Richard n'a jamais réussi à faire oublier The Verve et son Urban hymns aux tubes internationaux que sont "Bitter sweet symphony", ou autre "Drugs don't work". En effet, les deux premiers albums solo du british furent en demi-teinte et il espère réellement retrouver la "verve" artistique avec ce disque...

Richard Ashcroft / Chronique LP > Keys to the world

richard ashcroft : keys to the world L'album se veut un patchwork entre le réfléchi, le sombre, le fun, l'optimisme... et le chanteur aborde des sujets récurrents que sont la dépression, l'amour, la mort, la religion... Bref rien de véritablement original. Cependant, il se trouve qu'une aura se libère à l'écoute des chansons. D'ailleurs, dès le début, Richard semble vouloir mettre la gomme avec "Why not nothing" qui nous délecte d'un pur rock bien british.

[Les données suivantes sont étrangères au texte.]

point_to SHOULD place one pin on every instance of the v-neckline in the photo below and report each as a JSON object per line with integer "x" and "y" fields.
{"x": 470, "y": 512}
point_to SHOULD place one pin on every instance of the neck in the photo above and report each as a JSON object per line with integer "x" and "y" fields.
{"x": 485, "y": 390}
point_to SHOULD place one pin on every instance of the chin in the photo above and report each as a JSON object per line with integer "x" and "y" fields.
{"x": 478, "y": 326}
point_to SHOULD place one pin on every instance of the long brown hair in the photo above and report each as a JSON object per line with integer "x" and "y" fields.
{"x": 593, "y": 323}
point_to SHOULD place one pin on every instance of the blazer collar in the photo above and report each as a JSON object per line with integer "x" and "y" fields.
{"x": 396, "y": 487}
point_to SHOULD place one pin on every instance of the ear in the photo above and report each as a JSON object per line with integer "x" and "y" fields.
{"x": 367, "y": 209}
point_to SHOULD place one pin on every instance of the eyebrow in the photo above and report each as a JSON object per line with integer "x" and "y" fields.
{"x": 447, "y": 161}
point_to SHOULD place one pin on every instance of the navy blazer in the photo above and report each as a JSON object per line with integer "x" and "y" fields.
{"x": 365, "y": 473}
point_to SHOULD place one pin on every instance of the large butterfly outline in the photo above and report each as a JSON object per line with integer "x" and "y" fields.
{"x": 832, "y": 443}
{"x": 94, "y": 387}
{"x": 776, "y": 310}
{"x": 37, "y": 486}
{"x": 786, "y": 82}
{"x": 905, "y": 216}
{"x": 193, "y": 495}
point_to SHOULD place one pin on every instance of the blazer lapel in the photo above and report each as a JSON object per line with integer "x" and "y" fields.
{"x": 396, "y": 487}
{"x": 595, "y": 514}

Et sa voix mise en avant, toujours aussi rapeuse, y est pour beaucoup. (A cela, il n'a rien à envier à un Liam Gallagher par exemple).
Mais il ne faut pas croire à un retour du rock brut avec cet opus. Il s'avère que Richard Ashcroft aime la diversité et semble vouloir le faire partager. Il n'est donc pas étonnant de retrouver en suite et place un "Music is power" très pop 80'. "Break the night with colour", le premier single, montre encore une autre facette du chanteur : celle de la brit pop par excellence. Ici, peu de distorsions, une chanson calme tout en n'étant pas ennuyeuse. Une mélodie toujours aussi léchée (marque de fabrique de l'Anglais) nous fait rentrer dans son univers et on ne peut qu'acquiescer. On retrouve alors un peu de The Verve dans cette chanson. Ashcroft nous proposera ensuite une floppée de chansons calmes telles que "Words just get in the way", "Sweet brother Malcolm" (avec un arpège très simplifiée et une voix mise en avant) et "Why do lovers" (la piste douce par excellence, violons, voix planante, paroles excquises : tout y est), seule la dernière parvient réellement à être originale. Enfin, il nous fera revenir dans son monde habituel avec "Cry til the morning" et son air pop-rock purement ashcroftien ; mais aussi "Simple song" et "World keeps turning" ou l'influence d'un Dylan n'est plus à exclure ; ou encore "Keys to the world", le titre éponyme de l'album et sans doute la plus originale dans sa structure principalement groovy.
Au final, Richard Ashcroft nous livre un opus assez diversifié, avec tantôt des ballades, tantôt des chansons plus banales pour un résultat agréable. Cependant, on ne retrouve toujours pas le ou les titres qui en feront un album majeur.